Beyond news, he says, sites must offer a full multi-media experience of the sort provided by photo- and video-sharing communities like Flickr and YouTube. Users will head there for local and breaking news, he says, but they'll come back for the online communities, the dynamic content and access to classifieds.
The Belden study finds that newspaper sites typically don't have great reach in their local markets, even though a great majority of users are local or instate.
"There's a wide variety of opportunities for newspapers online. But we're so concerned about shovelware—taking your print content and shoveling it online, and acting like you have a web site," Harmon says. "If sites are not generating tremendous amounts of web-only content, it's not a web site."
At the Spokesman-Review in Spokane, Wash., that paper's site now offers everything from a large-scale blogging effort to webcasts of the paper's daily news meetings. The paper is hosting conversations on its 35 blogs and posting web-only content to supplement its print edition. Says Ken Sands, online publisher at the Spokesman-Review: "From the beginning we realized that putting the printed newspaper online was the least interesting, least important thing we could do."
Sands says some of the simplest initiatives have proven the most effective. One is a MySpace page for the paper's entertainment site that links to the MySpace pages of many local musicians.
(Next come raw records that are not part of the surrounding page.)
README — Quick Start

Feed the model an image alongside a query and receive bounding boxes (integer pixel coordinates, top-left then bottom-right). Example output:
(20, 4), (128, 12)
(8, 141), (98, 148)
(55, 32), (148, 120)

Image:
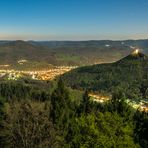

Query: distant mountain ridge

(61, 52), (148, 99)
(0, 40), (148, 69)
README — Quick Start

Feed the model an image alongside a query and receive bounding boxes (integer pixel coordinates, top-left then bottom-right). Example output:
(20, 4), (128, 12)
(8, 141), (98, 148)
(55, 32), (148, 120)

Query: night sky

(0, 0), (148, 40)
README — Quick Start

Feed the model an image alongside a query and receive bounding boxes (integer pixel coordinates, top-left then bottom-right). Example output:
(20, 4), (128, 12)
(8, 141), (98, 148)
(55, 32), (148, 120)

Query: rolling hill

(61, 52), (148, 98)
(0, 40), (148, 68)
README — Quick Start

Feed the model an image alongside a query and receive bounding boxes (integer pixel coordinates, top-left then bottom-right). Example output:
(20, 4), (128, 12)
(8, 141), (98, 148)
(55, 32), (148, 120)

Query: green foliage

(0, 101), (60, 148)
(134, 110), (148, 148)
(50, 80), (71, 128)
(71, 112), (139, 148)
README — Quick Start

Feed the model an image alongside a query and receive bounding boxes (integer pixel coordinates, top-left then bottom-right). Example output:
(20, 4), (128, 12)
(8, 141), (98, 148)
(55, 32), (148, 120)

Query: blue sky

(0, 0), (148, 40)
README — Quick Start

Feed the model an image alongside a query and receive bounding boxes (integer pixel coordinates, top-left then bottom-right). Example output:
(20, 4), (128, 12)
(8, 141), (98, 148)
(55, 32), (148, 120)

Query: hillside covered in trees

(0, 80), (148, 148)
(0, 40), (148, 69)
(0, 52), (148, 148)
(61, 52), (148, 102)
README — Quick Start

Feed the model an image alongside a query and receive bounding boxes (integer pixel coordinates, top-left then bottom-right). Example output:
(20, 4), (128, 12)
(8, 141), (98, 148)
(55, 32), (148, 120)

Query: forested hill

(0, 40), (148, 68)
(62, 52), (148, 98)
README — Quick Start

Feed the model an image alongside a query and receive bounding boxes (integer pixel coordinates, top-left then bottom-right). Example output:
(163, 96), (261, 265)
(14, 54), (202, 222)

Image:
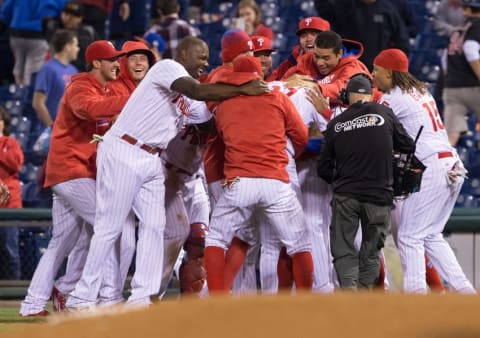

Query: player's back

(216, 92), (307, 182)
(381, 87), (453, 160)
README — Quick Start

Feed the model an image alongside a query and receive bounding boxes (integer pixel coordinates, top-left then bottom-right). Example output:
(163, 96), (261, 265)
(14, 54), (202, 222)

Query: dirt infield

(1, 293), (480, 338)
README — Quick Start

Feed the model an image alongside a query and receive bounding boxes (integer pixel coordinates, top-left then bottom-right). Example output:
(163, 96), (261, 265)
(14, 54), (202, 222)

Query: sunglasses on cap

(99, 56), (118, 62)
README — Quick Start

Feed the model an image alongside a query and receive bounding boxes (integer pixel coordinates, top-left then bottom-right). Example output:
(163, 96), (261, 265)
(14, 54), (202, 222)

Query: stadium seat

(0, 84), (31, 102)
(15, 116), (32, 134)
(260, 2), (279, 17)
(9, 132), (29, 152)
(455, 194), (478, 208)
(3, 100), (24, 116)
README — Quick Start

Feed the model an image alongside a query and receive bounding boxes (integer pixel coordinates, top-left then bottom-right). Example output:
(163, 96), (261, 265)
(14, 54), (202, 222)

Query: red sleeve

(278, 93), (308, 157)
(254, 24), (275, 41)
(267, 58), (295, 81)
(65, 81), (129, 120)
(0, 136), (24, 178)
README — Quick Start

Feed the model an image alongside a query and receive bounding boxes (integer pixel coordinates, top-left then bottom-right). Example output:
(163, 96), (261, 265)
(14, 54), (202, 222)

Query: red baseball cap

(297, 16), (330, 35)
(227, 55), (262, 86)
(122, 41), (156, 67)
(85, 40), (125, 63)
(221, 29), (253, 62)
(373, 48), (408, 73)
(250, 35), (275, 52)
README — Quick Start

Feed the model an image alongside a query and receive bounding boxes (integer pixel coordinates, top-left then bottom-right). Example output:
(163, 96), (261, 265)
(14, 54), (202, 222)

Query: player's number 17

(422, 100), (445, 131)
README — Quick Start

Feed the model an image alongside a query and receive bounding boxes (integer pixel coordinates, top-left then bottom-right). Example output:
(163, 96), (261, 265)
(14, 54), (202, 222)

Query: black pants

(330, 194), (392, 289)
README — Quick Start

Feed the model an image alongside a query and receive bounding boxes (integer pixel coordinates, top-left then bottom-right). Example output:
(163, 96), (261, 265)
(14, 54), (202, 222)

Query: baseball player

(48, 41), (155, 310)
(267, 16), (330, 81)
(205, 56), (313, 292)
(204, 29), (253, 209)
(67, 37), (268, 309)
(20, 40), (127, 316)
(373, 49), (476, 294)
(160, 100), (211, 294)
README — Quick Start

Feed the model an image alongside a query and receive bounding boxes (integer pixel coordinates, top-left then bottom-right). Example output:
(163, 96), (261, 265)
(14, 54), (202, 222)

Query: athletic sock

(425, 255), (445, 292)
(277, 247), (293, 290)
(292, 251), (313, 290)
(205, 246), (225, 293)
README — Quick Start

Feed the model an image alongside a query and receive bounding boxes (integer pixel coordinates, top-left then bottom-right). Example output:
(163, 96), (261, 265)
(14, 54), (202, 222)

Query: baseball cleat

(19, 310), (50, 317)
(52, 287), (67, 312)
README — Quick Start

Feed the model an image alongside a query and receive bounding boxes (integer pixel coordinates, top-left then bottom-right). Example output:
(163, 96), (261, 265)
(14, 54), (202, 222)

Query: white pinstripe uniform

(67, 59), (210, 308)
(160, 100), (210, 294)
(381, 87), (475, 293)
(20, 178), (135, 315)
(233, 81), (333, 293)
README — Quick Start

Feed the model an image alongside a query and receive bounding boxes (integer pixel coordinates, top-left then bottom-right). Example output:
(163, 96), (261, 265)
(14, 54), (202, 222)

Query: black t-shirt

(318, 102), (415, 205)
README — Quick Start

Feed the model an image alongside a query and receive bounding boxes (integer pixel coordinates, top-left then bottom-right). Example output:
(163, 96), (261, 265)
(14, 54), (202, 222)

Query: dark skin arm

(170, 77), (269, 101)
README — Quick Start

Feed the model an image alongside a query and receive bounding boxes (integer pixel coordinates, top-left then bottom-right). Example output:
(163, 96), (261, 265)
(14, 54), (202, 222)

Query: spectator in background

(32, 29), (79, 132)
(389, 0), (418, 39)
(250, 35), (275, 79)
(0, 107), (23, 279)
(443, 0), (480, 146)
(135, 33), (167, 61)
(316, 0), (410, 70)
(0, 0), (64, 85)
(43, 1), (99, 72)
(78, 0), (130, 39)
(145, 0), (200, 59)
(433, 0), (465, 117)
(237, 0), (274, 41)
(433, 0), (465, 36)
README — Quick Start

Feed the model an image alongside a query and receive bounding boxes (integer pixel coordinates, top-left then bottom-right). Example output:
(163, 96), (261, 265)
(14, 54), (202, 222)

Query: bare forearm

(184, 84), (245, 101)
(470, 60), (480, 81)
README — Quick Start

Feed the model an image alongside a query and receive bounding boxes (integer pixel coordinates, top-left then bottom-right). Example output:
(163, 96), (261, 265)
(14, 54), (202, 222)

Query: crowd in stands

(0, 0), (480, 290)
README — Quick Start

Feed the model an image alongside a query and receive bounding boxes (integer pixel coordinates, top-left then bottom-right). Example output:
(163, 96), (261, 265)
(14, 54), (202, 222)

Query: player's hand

(240, 80), (270, 95)
(118, 2), (130, 21)
(285, 74), (317, 88)
(307, 86), (330, 113)
(0, 182), (10, 205)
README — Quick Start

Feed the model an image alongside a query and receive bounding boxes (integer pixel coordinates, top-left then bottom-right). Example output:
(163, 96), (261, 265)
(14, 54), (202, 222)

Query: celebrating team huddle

(16, 18), (476, 316)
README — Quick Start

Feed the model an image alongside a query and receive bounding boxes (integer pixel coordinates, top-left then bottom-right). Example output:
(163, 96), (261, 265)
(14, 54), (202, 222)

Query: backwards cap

(297, 16), (330, 35)
(345, 73), (372, 94)
(227, 55), (262, 86)
(373, 48), (408, 73)
(85, 40), (124, 63)
(251, 35), (275, 52)
(122, 41), (156, 67)
(222, 29), (253, 62)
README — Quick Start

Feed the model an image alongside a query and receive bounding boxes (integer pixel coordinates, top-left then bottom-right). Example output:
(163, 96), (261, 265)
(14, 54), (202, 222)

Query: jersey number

(422, 100), (445, 131)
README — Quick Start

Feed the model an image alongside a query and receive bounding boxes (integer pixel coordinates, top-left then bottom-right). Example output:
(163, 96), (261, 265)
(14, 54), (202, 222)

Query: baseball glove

(178, 223), (208, 293)
(393, 154), (427, 198)
(179, 258), (207, 293)
(0, 182), (10, 205)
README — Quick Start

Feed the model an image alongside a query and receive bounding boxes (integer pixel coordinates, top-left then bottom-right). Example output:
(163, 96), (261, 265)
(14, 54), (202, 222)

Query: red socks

(205, 246), (225, 293)
(292, 251), (313, 290)
(277, 247), (293, 290)
(425, 255), (445, 292)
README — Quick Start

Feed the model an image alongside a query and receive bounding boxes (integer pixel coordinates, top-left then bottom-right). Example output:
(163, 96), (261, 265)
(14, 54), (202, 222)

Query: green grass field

(0, 301), (51, 334)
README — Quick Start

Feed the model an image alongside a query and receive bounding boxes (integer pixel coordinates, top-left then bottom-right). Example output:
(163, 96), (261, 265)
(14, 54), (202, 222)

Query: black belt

(121, 134), (163, 156)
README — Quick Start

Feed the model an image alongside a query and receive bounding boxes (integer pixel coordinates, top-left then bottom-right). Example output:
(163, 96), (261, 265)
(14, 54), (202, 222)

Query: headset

(338, 73), (373, 105)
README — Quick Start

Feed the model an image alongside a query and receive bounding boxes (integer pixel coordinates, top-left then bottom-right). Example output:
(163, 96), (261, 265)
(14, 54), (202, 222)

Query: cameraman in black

(317, 73), (415, 290)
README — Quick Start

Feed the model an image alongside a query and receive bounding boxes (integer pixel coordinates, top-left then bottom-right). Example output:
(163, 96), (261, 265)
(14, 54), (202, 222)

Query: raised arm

(170, 77), (269, 101)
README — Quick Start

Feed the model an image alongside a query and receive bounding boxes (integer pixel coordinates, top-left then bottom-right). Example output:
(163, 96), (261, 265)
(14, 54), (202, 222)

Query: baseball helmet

(462, 0), (480, 8)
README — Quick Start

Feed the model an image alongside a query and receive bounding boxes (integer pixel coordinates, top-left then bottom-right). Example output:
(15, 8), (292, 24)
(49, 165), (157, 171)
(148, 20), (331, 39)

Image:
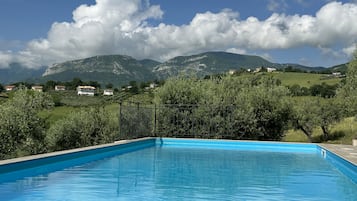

Another is weekly podcasts and music downloads featuring local bands.
But Sands says the key to attracting daily visitors is likely what the best blogs do well: aggregating information and linking outward and away. That's something newspaper people are loathe to do, but the irony, says Sands, is that sending users away may be the key to getting them to come back each day.
"I really think one of the biggest challenges for us in the newspaper industry is to figure out how to aggregate better, and that's really counter-intuitive for us old print guys. You have to make peoples' lives easier and more effective, and the only way to do that is to make web surfing easier and more effective for them. The sites that are most successful on the web are the ones that aggregate."